Effects of the fruit of Telfairia occidentalis on some biomolecules in rat.

The effects of the ethanolic fruit extract of T. occidentalis on some enzymes and biochemical parameters were evaluated in rats. 100, 500 and 1000 mg kg(-1) of the extract were administered orally and once daily to three different groups of rats, respectively, for 28 days. The fourth group which served as control received distilled water only. On the 29th day, the rats which had been fasted overnight were dissected under chloroform anaesthesia and blood was collected directly from their hearts. The blood was allowed to clot and centrifuged to obtain the serum which was kept in a refrigerator at -4 degrees C until used for analysis. Appropriate Commercial kits (Randox Laboratories, U.K.) were used to evaluate the serum activity or concentration of the following parameters:alanine and aspartate transaminases, alkaline phosphatase, cholesterol, triglycerides, creatinine, high density lipoproteins, total and conjugated bilirubin and total proteins. The fruit extract of the plant significantly elevated the serum concentrations of cholesterol, triglycerides, total proteins, at the three dose levels. The 500 and 1000 mg kg(-1) doses increased the concentrations of HDL and conjugated bilirubin. While only 100 and 500 mg kg(-1) doses of the extract reduced the level of total bilirubin. The hypercholesterolemic, hyperproteinemic, hypertriglyceridemic and hyper conjugated bilirubinemic effect of this extract coupled with the increased activity of alkaline phosphatase suggest that the fruit of Telfaira occidentalis may not be safe for consumption. This is quite contrary to the nutritional usage of the leaf and seed of this plant.

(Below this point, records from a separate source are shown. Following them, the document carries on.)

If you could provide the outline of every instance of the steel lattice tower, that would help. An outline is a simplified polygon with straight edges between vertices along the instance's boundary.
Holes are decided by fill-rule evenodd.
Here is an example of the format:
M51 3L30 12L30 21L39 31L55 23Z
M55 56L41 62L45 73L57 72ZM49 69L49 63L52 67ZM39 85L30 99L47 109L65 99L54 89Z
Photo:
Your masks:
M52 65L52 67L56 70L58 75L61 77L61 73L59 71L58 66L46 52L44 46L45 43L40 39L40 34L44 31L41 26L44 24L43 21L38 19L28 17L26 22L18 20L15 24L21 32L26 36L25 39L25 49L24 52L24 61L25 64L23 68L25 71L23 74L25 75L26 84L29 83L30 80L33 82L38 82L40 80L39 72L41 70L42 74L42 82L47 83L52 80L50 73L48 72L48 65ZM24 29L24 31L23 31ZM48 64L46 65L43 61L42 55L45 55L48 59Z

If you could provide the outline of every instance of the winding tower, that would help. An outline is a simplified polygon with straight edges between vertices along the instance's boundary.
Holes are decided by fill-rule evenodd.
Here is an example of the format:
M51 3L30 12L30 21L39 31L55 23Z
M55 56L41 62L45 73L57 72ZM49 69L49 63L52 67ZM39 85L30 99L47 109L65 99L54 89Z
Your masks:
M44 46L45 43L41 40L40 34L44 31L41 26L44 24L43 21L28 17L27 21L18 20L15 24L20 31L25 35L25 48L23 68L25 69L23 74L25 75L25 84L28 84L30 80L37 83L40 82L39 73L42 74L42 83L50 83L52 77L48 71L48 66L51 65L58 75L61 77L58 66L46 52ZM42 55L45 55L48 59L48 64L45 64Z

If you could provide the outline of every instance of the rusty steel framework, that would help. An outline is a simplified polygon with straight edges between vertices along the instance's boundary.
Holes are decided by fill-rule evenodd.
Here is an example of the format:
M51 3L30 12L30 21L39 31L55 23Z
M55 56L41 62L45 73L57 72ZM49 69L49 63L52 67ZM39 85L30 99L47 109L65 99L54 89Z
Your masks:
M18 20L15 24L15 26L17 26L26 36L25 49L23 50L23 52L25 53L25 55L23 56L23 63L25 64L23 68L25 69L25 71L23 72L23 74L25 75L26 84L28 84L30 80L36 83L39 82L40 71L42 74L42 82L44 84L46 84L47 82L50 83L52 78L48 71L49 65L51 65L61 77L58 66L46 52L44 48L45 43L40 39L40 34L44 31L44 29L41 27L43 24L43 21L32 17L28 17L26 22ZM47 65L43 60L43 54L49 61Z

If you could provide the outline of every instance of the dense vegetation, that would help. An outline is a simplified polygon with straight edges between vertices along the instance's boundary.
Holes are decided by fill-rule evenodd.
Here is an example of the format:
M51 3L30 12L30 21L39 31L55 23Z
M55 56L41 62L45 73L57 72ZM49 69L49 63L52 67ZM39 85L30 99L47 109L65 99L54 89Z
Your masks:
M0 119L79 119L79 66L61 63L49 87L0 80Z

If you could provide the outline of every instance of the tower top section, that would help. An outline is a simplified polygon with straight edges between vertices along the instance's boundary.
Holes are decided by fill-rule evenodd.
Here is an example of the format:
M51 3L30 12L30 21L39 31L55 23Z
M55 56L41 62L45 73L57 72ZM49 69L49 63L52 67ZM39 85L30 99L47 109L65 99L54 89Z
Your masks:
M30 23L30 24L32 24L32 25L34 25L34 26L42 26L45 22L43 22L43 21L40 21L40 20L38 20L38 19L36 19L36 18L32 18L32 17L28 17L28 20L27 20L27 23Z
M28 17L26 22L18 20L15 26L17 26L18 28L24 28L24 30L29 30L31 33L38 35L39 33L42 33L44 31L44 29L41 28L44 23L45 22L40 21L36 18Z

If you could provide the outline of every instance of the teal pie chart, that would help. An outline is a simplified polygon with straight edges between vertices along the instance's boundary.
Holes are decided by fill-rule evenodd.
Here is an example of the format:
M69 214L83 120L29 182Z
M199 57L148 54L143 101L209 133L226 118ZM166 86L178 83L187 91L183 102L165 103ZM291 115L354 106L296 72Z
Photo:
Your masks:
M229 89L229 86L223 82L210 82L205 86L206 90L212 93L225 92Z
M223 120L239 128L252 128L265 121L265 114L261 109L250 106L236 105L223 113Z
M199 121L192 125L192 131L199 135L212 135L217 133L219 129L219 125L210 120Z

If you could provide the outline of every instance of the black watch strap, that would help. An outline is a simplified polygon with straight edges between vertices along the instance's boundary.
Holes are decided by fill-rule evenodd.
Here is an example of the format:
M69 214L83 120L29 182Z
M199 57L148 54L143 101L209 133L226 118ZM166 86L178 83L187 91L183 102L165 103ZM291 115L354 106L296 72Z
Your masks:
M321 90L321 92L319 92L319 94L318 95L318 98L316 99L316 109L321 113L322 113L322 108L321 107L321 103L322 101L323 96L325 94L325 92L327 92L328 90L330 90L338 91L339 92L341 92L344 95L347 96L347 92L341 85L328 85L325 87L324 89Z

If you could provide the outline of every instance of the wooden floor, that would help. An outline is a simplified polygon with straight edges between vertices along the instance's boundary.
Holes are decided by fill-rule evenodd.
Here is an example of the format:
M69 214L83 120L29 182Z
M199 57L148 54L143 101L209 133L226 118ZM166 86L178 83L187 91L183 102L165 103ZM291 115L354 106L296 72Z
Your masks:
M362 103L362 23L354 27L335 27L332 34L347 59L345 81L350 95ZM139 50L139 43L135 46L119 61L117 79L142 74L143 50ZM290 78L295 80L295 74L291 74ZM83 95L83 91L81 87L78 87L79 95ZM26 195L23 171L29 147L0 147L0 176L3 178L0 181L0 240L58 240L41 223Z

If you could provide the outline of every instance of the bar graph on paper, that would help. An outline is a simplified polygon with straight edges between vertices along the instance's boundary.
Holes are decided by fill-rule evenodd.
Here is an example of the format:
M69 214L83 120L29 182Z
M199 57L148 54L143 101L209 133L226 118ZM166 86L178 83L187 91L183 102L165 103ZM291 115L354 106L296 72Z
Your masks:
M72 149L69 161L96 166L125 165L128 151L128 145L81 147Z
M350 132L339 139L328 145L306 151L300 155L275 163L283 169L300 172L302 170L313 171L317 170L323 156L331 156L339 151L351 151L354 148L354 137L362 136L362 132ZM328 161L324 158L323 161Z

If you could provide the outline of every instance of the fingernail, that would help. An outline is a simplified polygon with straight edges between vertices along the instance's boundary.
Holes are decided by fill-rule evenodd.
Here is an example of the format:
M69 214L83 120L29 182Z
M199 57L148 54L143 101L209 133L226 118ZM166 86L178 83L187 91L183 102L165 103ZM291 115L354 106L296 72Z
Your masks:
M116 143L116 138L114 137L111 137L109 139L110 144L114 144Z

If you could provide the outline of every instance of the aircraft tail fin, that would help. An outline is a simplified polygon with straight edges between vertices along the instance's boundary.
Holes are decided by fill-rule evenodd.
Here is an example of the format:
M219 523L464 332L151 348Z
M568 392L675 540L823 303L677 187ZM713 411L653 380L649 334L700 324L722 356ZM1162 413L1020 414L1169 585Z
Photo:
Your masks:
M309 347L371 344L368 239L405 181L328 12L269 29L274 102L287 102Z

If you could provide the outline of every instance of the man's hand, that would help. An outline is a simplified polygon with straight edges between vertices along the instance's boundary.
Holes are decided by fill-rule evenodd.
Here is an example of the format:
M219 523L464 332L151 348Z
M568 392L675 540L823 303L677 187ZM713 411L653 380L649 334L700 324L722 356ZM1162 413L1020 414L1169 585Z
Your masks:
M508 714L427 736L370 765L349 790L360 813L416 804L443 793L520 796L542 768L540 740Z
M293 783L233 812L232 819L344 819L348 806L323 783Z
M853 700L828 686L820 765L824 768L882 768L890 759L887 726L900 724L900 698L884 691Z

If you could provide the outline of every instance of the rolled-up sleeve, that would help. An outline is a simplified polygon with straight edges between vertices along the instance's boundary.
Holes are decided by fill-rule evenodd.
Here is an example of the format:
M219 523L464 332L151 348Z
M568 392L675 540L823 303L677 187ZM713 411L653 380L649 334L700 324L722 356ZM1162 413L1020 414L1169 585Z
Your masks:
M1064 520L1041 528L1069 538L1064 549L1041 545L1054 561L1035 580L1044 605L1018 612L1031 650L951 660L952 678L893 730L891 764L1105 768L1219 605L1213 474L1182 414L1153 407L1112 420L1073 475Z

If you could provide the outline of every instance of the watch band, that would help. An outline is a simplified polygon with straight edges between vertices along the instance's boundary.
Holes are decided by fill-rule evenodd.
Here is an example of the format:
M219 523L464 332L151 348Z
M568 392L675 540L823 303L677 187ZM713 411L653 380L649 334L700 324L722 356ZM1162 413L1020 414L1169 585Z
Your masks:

Hypoglycemic effect of the seed extract of Telfairia occidentalis in rat.

The blood glucose lowering effect of the ethanolic extract of the seed of Telfaria occidentalis in normoglycemic, alloxan-diabetic and glucose loaded rats was determined. Ethanolic extract of the seed of Telfairia occidentialis was administered at two dose levels (100 and 250 mg kg(-1)) to both normoglycemic and alloxan diabetic Wilstar albino rats. Blood was collected from the tail vein of the rats at 1, 2 and 4 h. Oral Glucose Tolerance Test (OGTT) was carried out by administering 100 and 250 mg kg(-1) of the extract to glucose loaded rats (1 g kg(-1)) and blood was collected from the tail vein of rats at 0, 15, 30, 45 and 60 min. Blood glucose level was determined using a glucometer. Standard methods were used for phytochemical screening of the extract. The results showed that 100 mg kg(-1) ethanolic extract of seed of T. occidentalis reduced blood glucose concentration significantly only in the alloxan diabetic and not in the normoglycemic rats. 250 mg kg(-1) extract did not show this effect. The extract did not affect the oral glucose tolerance of rats when administered simultaneously or 1 h before glucose loading. Phytochemical screening indicated the presence of alkaloids, steroids, tannins and terpenes. It could be concluded that the ethanolic extract of the seed of Telfairia occidentalis possesses hypoglycemic effect in alloxan diabetic rats and could be useful in the ethnotherapy of type 2 diabetes.